雲のたまてばこ~ゆうすげびとに捧げる詩とひとりごと

窓の雨つぶのような、高原のヒグラシの声のような、青春の日々の大切な箱の中の詩を、ゆうすげびとに捧げます

おとなりの国

2012年09月21日 | ポエム

 おとなりの国

 スイスのバーゼルには、フランスとドイツとの3カ国の国境がある。島国である日本人の国境の感覚からは遠い。
 バーゼルには若い頃美術館を訪ねて行ったことがあるが、ヨーロッパの交通の要所でもあるスイス国鉄のバーゼルの駅のホームはフランス国鉄のホームと隣接しており、確かホームに国境があったような記憶がある。
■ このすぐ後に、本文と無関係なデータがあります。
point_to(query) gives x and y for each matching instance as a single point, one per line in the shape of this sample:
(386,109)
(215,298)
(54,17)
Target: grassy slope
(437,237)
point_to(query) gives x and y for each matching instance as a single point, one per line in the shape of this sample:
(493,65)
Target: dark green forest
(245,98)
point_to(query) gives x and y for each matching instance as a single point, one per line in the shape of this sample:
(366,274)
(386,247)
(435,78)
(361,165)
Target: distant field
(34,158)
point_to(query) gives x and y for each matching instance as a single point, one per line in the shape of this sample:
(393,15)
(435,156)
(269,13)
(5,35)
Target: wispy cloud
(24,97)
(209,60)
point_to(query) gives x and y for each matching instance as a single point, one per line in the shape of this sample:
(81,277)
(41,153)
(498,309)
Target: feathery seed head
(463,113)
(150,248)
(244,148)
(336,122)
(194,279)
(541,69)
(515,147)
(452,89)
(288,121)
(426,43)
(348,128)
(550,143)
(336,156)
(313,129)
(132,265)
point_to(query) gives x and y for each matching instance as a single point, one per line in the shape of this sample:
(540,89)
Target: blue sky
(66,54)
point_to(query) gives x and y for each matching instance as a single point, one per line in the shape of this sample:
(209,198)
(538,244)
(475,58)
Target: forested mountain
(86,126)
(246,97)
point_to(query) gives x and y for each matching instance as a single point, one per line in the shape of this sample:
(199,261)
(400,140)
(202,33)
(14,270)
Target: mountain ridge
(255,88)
そしてそのとき、スイス人は美味しいパンを求めて国境を越えて毎日フランスに買い物に行くのだと聞き、不思議な感じがしたのを覚えている。
 日本には、陸地の国境線が無い。大小の島々から成り立ち、国境はすべて海で囲まれている。海外という言い方があるように、外国はすべて海の向こうにあるのである。
 韓国も中国も私の頭の中では、ずっと遠い国だった。でもある時に、九州に住む私達は東京よりもソウルや上海が近くにあることを知った。そう言えば、夜中にラジオを聴くと、日本語より韓国語や中国語が多く聴こえて来ていた。東京の放送局より近かったのだから当然のことだ。
 それでも長い間、私にとって韓国や中国は遠い国だった。
 その距離を縮めたのは、韓国ドラマである。
 最初に興味を持ったのは「チャングム」という朝鮮王朝時代の宮廷の女官が主人公のドラマ。主役のイ・ヨンエという女優さんの聡明な美しさと料理に惹かれて見始めた。次に「面白いからとにかく見て」と家人に勧められたのが、世の大ブームより数年遅れて見た「冬のソナタ」。ヒットした主題歌と共に、若いチェ・ジウの輝く様な美しさにすっかり心を奪われてしまった。その二つのドラマをきっかけに、韓国ドラマや韓国映画を夫婦で次々に見た。今や韓国ドラマは、私達夫婦の生活の一部となっている。
 国民性や習慣の違いに驚く事も多いが、共通点も多いことにもっと驚いた。吹き替えでなく、原語の放送を見ていると、まったく同じ意味でほとんど同じ発音の単語が多い事に気付き、うれしくなった。焼き肉やキムチしか知らなかった韓国料理も豆腐チゲやビビンバ、チャプチェやチジミなどは、今やすっかり我が家の定番メニューとなっている。
 中国は、もともと高校生の頃からあこがれがあった。
 漢文の教科書に載っていた桂林の写真を見て、山水画に描かれた風景が写実であって誇張ではないことを知って驚愕したのがきっかけだった。
 日本の歴史、文化、生活、そのほとんどすべてにおいて、中国は手本となり切っても切れない日本国の親のような存在である。その長い長い歴史や文化を尊敬申し上げている。
 今、この両国との関係が悪化している。
 竹島、尖閣諸島の領有問題がその大きな原因となっている。
 連日の報道を見聞きしていて、私は腹が立つより悲しい。心が痛い。
 だからといって、北方領土を含めた領土問題は、一国民としても熱くなってしまうし、簡単に譲ったりあきらめたりはできないのは、私自身も同じである。
 ああ、何かよい解決法は無いのだろうか。
 ロンドンオリンピック。
 一番興味があり応援していた男子サッカーは、準決勝でメキシコに敗れ、同様にブラジルに敗れた宿敵の韓国と3位決定戦で対戦した。日韓戦は、親善試合であっても「韓国だけには負けたくない」とただでさえ応援にも熱が入る。
 しかし結果は0-2で日本が敗れ、1968年のメキシコ大会以来のメダルを逃した。内容も韓国がすばらしかった。私は素直に「おめでとう」と韓国チームに拍手をして寝た。ところがその後の表彰式でのプラカード事件。
 初めて知ったときは、悲しくなった。
 あの舞台でそこまで韓国選手をさせるエネルギーは何なのだろう。
 悲しい出来事だけど、オリンピックの場であることを考えたら、やはり許せない。チームの銅メダルは認めても、張本人にはメダルをあげたくない。
 オリンピック精神の第1は、「スポーツを通して世界の平和に貢献する」とあるのだから。